Exogenous melatonin boosts vaccine-induced immunity in individuals with high pre-existing influenza immunity

The detailed clinical study design is published elsewhere (44). Briefly, the MAVRICS randomized, open-label pilot trial was conducted from October 2022 to January 2023 at the Walter Reed National Military Medical Center (WRNMMC) and the Naval Medical Research Command (NMRC) Clinical Trials Center in Bethesda, MD (Institutional Review Board approved under NMRC.2021.0006, clinicaltrials.gov NCT04953754). The goal of the study was to evaluate the impact of sleep, circadian health, and melatonin on vaccine immunogenicity and outcomes. Individuals who had received the influenza vaccine within 6 months prior to enrollment, or with any of the following conditions; an allergy or contraindication to influenza vaccine(s), medical history of an immune-compromising medical condition (i.e., HIV, active cancer, etc.), a diagnosed sleep disorder requiring medication (i.e., insomnia, narcolepsy, etc.), pregnancy, or recent history (within 3 months) of taking immunosuppressant or immune-modifying treatment(s) (i.e., systemic corticosteroids, chemotherapy, IVIG, blood transfusion, etc.), and/or use of sleep supplements or medications prescribed for sleep in the past month were excluded from the study. Healthy adults aged 18–64 years who were eligible and planning to receive influenza vaccination at WRNMMC were enrolled after eligibility/health screening and informed written consent. Participants were randomized to receive either melatonin (treatment) or no melatonin (control). The treatment group was given REMfresh^® 5mg caplets (Nestle Health Science), an over the counter (OTC) melatonin supplement, at a dose of a single caplet one hour before their planned bedtime for 14 days, starting on the night of influenza vaccination. The vaccine was administered between 8am and 4pm on the day of the vaccination. Both treatment and control group participants received quadrivalent inactivated influenza vaccine (IIV4) (FluLaval^® Quadrivalent, GSK, Quebec, Canada).
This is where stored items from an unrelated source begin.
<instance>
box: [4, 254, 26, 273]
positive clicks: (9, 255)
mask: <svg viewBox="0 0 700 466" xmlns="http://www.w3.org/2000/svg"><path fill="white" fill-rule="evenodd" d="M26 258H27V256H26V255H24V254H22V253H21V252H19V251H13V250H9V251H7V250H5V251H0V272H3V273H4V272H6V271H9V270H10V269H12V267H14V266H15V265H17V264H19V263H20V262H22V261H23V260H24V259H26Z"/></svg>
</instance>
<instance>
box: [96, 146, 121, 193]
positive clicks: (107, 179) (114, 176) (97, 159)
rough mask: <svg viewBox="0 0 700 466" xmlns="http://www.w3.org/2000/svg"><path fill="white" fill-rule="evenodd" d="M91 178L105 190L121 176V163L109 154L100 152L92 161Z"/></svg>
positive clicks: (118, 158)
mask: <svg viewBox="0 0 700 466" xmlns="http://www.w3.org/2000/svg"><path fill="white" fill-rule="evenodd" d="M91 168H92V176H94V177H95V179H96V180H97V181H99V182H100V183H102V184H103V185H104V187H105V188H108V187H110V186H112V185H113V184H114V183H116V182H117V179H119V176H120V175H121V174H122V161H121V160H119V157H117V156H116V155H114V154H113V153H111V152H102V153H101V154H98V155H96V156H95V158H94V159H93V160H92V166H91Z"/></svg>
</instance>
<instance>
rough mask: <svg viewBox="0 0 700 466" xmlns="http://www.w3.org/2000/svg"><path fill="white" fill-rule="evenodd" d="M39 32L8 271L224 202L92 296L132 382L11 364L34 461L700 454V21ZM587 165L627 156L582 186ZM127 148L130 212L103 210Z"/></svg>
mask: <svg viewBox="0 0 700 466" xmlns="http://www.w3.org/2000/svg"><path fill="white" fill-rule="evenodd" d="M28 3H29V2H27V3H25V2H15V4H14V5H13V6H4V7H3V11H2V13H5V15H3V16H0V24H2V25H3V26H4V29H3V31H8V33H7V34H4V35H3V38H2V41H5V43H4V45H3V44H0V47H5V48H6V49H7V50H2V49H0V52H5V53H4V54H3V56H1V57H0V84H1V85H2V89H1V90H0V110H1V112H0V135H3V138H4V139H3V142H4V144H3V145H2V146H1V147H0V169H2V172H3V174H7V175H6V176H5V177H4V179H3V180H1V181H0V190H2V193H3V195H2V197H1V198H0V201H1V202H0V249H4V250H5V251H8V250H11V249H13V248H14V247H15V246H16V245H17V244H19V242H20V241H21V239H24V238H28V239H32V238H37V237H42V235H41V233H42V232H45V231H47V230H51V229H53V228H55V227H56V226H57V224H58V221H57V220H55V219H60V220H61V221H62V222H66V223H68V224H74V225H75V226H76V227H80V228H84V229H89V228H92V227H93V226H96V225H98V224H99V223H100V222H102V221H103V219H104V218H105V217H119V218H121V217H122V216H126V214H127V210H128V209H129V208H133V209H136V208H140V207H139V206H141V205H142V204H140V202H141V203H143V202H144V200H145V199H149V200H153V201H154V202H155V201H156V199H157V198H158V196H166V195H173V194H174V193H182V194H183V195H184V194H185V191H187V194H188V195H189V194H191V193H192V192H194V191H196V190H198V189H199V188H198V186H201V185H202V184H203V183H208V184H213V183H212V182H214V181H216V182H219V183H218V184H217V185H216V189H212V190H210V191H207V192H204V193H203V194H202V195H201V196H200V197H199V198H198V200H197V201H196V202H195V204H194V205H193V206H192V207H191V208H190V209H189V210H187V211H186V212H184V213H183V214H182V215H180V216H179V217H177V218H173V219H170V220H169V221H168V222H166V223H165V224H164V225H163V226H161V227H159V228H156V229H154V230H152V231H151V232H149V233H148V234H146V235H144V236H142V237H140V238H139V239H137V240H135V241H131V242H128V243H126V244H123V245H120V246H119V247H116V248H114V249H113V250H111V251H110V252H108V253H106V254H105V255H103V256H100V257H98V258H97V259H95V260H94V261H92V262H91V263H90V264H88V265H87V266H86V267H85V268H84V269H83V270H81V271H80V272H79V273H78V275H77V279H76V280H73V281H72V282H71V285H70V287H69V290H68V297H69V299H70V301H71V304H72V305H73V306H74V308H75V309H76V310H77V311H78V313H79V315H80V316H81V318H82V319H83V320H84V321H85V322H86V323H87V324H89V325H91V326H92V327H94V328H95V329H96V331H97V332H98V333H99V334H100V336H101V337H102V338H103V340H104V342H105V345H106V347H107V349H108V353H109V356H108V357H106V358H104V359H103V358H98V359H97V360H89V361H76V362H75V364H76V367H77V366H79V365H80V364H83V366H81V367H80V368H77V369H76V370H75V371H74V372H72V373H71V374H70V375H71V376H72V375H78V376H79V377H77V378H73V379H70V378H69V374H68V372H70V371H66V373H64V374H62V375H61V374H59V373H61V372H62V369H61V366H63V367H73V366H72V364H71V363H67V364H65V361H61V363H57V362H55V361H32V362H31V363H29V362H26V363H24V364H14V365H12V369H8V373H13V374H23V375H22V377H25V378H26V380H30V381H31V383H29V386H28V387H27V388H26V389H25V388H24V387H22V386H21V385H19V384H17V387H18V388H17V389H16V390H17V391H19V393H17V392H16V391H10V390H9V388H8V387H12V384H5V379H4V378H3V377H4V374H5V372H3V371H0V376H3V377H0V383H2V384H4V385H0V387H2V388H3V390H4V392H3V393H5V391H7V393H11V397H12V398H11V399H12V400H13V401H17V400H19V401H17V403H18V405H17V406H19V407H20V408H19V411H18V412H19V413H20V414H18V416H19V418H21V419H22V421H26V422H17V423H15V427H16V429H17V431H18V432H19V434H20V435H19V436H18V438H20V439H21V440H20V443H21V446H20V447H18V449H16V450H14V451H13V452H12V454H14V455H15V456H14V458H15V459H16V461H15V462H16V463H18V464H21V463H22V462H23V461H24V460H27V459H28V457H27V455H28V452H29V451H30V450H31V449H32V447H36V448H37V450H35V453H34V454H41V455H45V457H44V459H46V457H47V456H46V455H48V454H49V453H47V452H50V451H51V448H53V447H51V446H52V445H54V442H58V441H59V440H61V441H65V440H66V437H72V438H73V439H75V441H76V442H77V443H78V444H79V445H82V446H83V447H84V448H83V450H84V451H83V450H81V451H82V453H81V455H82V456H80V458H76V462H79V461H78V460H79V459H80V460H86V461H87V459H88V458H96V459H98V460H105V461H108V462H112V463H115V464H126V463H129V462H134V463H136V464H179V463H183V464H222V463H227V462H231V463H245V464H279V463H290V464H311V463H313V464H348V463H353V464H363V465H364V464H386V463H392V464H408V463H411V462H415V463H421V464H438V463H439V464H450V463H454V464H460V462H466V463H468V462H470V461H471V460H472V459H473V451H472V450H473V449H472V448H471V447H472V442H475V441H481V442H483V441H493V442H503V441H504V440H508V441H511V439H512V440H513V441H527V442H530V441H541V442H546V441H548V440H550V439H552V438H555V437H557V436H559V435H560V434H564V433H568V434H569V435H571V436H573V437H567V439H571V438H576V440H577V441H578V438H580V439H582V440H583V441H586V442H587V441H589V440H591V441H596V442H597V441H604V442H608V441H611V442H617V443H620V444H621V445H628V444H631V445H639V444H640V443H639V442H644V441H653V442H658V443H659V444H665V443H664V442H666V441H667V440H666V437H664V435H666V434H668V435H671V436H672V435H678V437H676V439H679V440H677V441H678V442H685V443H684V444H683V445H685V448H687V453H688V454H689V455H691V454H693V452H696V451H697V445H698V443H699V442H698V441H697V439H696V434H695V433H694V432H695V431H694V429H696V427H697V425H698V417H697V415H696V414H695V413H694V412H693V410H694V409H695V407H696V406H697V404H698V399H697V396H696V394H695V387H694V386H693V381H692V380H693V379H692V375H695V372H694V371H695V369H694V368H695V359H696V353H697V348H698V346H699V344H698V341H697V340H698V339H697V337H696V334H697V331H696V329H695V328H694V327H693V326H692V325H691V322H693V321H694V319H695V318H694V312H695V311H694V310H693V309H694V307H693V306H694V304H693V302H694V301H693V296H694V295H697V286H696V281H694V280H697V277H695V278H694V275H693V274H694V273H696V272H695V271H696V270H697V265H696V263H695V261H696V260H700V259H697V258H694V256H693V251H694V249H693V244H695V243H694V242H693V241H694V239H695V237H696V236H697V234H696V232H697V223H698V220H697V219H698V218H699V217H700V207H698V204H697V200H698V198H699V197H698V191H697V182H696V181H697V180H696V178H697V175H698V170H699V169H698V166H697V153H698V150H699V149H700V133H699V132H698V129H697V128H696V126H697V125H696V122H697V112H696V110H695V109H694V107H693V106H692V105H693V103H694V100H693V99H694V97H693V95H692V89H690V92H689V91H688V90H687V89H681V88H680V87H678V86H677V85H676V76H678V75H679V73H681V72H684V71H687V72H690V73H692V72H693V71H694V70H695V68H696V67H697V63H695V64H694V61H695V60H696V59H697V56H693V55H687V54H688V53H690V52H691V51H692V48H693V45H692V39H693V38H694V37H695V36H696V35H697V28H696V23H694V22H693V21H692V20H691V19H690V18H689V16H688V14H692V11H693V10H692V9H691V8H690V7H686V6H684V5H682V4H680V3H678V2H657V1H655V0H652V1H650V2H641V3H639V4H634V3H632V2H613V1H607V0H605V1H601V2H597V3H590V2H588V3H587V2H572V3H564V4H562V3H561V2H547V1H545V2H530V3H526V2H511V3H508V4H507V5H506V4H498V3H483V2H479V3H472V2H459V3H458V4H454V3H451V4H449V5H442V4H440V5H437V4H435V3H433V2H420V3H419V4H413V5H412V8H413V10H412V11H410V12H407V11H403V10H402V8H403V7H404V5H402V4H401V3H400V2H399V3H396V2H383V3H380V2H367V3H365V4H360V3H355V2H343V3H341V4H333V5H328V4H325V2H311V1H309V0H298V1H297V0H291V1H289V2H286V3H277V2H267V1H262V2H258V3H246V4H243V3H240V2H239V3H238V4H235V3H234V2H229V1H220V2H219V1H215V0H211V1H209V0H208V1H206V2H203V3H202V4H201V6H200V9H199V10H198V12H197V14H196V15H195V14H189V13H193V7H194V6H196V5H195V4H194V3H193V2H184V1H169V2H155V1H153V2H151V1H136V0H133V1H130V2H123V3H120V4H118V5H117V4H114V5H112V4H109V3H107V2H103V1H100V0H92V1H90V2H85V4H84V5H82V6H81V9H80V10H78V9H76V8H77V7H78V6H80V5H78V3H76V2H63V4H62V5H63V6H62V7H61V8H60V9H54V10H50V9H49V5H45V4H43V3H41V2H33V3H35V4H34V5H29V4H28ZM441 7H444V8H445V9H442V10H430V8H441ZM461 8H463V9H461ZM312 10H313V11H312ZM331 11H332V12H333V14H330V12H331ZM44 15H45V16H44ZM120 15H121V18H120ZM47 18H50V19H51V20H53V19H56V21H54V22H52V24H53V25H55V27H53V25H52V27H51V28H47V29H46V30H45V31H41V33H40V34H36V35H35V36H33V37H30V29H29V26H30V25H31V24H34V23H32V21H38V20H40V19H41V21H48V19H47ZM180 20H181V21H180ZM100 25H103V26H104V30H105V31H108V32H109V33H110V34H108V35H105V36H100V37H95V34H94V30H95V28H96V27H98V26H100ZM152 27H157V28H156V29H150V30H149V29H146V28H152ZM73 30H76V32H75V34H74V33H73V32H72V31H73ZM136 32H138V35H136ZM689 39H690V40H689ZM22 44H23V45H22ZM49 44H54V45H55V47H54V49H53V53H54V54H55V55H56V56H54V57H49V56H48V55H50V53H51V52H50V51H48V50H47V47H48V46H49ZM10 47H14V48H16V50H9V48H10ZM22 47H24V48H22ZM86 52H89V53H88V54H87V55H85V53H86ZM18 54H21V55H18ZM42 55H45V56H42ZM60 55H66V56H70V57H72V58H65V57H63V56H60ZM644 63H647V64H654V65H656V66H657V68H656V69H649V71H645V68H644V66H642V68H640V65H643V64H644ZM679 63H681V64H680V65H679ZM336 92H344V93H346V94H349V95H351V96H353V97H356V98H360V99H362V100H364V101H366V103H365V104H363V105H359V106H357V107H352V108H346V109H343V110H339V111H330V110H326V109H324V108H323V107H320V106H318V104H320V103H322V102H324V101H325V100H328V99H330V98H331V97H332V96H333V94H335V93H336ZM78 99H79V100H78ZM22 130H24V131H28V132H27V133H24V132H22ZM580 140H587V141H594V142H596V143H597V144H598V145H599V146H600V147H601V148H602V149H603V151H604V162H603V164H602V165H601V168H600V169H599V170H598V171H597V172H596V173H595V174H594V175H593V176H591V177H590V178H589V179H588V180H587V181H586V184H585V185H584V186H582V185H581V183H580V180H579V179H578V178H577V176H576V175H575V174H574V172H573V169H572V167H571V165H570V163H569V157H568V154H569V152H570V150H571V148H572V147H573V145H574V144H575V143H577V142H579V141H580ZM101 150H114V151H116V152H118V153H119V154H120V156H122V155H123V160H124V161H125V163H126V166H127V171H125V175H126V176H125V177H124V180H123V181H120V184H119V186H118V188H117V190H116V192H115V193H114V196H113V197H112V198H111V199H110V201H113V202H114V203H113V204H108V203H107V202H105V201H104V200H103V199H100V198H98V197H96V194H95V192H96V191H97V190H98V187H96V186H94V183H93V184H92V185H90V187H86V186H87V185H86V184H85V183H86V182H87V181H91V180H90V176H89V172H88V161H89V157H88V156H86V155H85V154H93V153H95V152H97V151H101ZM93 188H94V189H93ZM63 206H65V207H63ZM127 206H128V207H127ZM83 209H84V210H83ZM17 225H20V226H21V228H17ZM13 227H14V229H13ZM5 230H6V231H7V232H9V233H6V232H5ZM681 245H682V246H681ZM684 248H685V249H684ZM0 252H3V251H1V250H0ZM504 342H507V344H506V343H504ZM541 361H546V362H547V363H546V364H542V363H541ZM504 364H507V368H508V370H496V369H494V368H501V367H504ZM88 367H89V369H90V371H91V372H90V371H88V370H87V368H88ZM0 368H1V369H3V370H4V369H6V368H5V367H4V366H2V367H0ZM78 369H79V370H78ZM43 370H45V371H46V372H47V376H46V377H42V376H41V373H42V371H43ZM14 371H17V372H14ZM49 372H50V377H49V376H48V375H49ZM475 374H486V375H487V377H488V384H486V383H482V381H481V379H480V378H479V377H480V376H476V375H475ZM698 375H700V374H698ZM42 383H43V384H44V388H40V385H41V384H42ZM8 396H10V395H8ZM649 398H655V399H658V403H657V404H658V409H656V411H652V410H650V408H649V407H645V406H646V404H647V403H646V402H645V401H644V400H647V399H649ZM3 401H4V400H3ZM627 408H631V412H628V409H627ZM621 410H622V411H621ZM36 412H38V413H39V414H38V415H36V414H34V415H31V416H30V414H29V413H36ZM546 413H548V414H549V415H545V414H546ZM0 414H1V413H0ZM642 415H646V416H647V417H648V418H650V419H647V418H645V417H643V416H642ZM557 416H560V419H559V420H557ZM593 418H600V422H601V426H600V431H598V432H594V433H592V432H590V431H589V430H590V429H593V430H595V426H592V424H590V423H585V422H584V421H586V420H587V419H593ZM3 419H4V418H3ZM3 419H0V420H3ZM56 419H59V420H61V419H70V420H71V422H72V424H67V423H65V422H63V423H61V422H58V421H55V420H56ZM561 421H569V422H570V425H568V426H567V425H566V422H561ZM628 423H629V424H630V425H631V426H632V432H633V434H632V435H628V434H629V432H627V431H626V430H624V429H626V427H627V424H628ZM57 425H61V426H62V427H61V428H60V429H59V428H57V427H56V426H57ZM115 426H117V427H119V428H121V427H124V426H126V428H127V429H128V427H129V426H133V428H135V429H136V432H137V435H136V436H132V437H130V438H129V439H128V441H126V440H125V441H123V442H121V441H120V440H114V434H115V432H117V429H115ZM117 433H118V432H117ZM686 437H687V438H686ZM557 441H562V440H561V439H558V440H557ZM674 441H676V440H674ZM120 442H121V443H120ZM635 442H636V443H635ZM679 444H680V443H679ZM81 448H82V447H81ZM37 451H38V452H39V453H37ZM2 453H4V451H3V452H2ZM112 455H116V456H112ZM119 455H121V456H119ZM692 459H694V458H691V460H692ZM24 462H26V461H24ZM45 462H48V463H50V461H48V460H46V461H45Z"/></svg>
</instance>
The influenza strains included in the 2022/23 IIV4 vaccine included: A/Victoria/2570/2019 (H1N1) pdm09-like virus, A/Darwin/9/2021 (H3N2), B/Austria/1359417/2021 (B/Victoria lineage), and B/Phuket/3073/2013 (B/Yamagata lineage) (45). A schematic representation of our research study is provided in the Supplementary Figure S1.

Blood samples were taken 24–48 hours (week 0) before and 14–21 days (2–3 weeks) (between 8am and 4pm) after the influenza vaccination for serum and to isolate peripheral blood mononuclear cells (PBMCs). Use of deidentified human clinical samples in this study was approved as non-human subject research through a Human Subject Research Determination conducted by the NMRC Institutional Review Board in compliance with all applicable federal regulations governing the protection of human subjects. The hemagglutination-inhibition (HAI) assay was conducted as a part of the clinical study.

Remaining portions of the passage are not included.